I was never a big fan of John ‘Two Jags’ Prescott. He was in Tony Blair’s government, after all. But I will forever have a grudging respect for him after he punched an egg-throwing protestor in the face. For all his imperfections, it is hard to imagine Prescott being subjected to workplace-bullying.

Not that there is anything wrong with being bullied. It is not (usually) a sign of weakness, merely misfortune. People who experience such behaviour should report it. Make a big deal of it. With one exception… politicians. Or rather, those politicians who aspire to take leading roles in government (which is most of them). Being bullied is not a good look for a would-be Prime Minister, Home Secretary or Foreign Secretary. In moments of national crisis we do not want to be turning for leadership to somebody who was made to cry by John McDonnell. If a list were to be compiled of the prerequisites of an ideal leader, ‘not having been bullied’ would be pretty near the top. That might sound tough, but we live in a world full of those who would bully.
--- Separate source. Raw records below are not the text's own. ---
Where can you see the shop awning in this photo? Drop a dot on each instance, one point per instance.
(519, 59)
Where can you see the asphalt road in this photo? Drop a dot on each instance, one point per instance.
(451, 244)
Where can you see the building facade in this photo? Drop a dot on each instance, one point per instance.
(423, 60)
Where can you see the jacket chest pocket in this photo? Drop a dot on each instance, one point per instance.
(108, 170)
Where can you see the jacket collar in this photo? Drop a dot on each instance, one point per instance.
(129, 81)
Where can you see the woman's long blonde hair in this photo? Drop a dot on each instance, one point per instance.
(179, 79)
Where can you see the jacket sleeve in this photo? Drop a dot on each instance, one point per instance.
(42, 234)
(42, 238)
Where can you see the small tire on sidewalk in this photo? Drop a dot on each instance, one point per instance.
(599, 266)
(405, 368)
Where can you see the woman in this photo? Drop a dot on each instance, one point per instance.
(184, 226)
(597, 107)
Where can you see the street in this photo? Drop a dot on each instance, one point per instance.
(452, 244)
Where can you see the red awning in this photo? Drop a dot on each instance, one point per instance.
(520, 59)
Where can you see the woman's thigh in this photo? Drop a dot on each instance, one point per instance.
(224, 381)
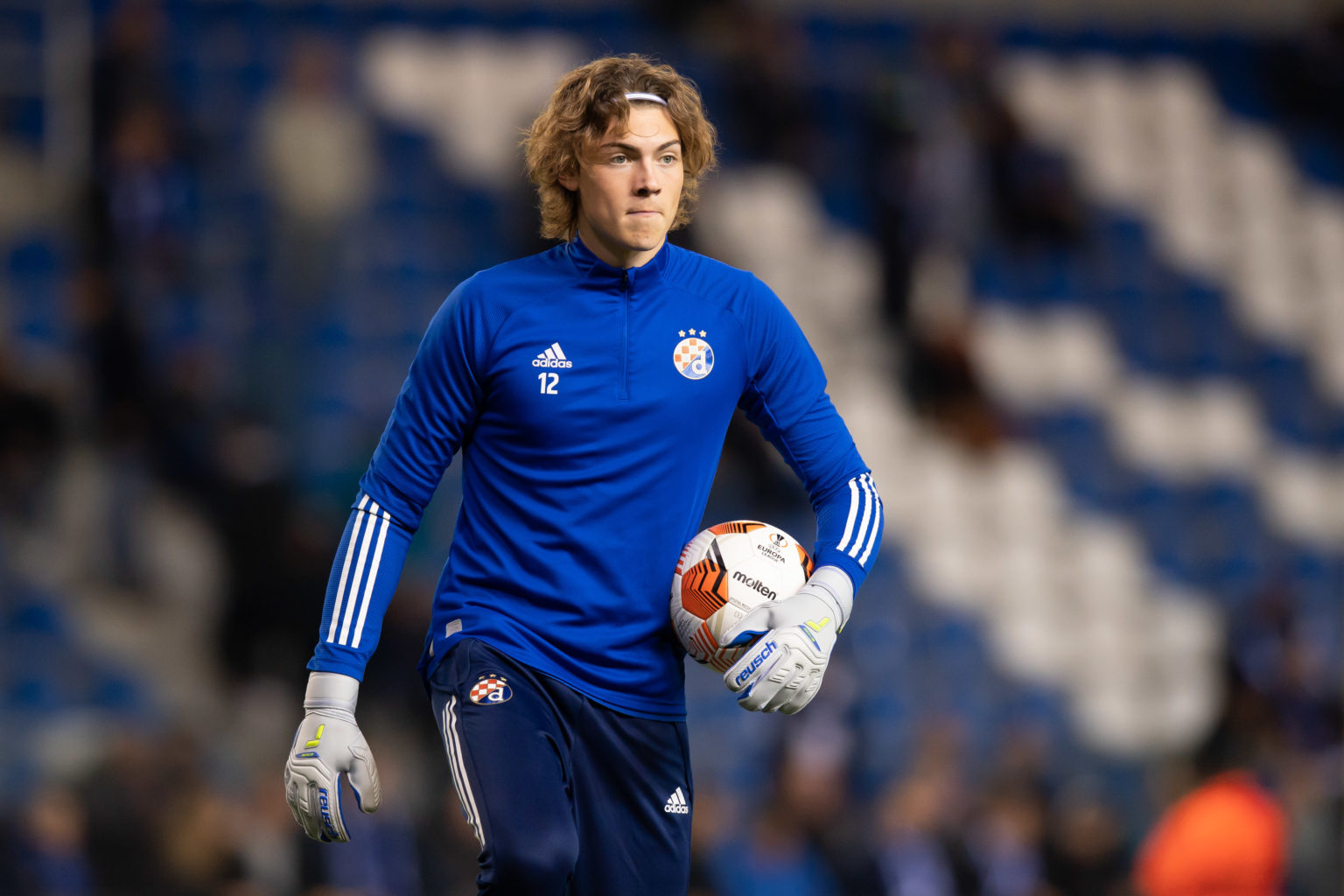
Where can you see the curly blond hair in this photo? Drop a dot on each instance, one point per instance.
(584, 105)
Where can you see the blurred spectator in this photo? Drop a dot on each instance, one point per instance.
(23, 188)
(50, 850)
(1225, 838)
(938, 374)
(32, 434)
(144, 192)
(130, 69)
(316, 152)
(1085, 846)
(920, 850)
(1228, 835)
(1005, 840)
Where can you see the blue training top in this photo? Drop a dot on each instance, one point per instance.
(591, 406)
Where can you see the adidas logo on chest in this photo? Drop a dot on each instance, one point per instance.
(676, 803)
(554, 356)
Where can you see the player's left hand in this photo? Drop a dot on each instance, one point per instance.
(794, 640)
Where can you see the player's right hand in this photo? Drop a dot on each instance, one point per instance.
(327, 745)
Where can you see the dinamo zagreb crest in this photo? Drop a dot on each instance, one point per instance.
(694, 358)
(491, 690)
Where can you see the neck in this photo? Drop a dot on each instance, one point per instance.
(617, 256)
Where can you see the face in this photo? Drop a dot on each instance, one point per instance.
(629, 187)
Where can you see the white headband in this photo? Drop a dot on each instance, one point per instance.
(649, 97)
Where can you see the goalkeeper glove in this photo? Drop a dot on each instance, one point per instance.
(782, 670)
(328, 742)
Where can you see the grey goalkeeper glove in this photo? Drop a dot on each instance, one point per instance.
(328, 743)
(794, 641)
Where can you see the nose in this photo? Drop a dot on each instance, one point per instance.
(647, 178)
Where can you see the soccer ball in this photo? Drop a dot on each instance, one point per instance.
(724, 572)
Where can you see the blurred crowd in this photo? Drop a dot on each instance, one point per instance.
(140, 424)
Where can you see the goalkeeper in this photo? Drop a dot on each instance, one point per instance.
(589, 389)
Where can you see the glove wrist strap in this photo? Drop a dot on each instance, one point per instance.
(835, 587)
(331, 690)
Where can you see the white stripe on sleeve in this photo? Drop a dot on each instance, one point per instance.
(872, 535)
(359, 571)
(373, 578)
(344, 571)
(854, 509)
(869, 497)
(454, 762)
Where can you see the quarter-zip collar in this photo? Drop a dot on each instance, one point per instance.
(592, 268)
[Cut to the following scenario: Vladimir Putin sits at a negotiating table. As the British team approach, a Putin adviser leans in to his leader’s ear and whispers, “And here comes the British PM. He was recently bullied terribly by the teenagers who support Jeremy Corbyn … President? Sir? … why are you cackling demonically?”]

For that reason I have devised the ‘Prescott-Test’. The test simply requires us to imagine a given politician being bullied, and then consider whether that thought seems ridiculous. If it does not, then we might assume that the object of our musings is never going to effortlessly fill the role of leader. The test is not a measure of a politician’s propensity to resort to physical violence (à la Prescott), but rather, of their self-possession. I realise that in naming my test so, I may create the impression that I regard John Prescott as being a paradigm of leadership, but no. Just of the non-victimy part.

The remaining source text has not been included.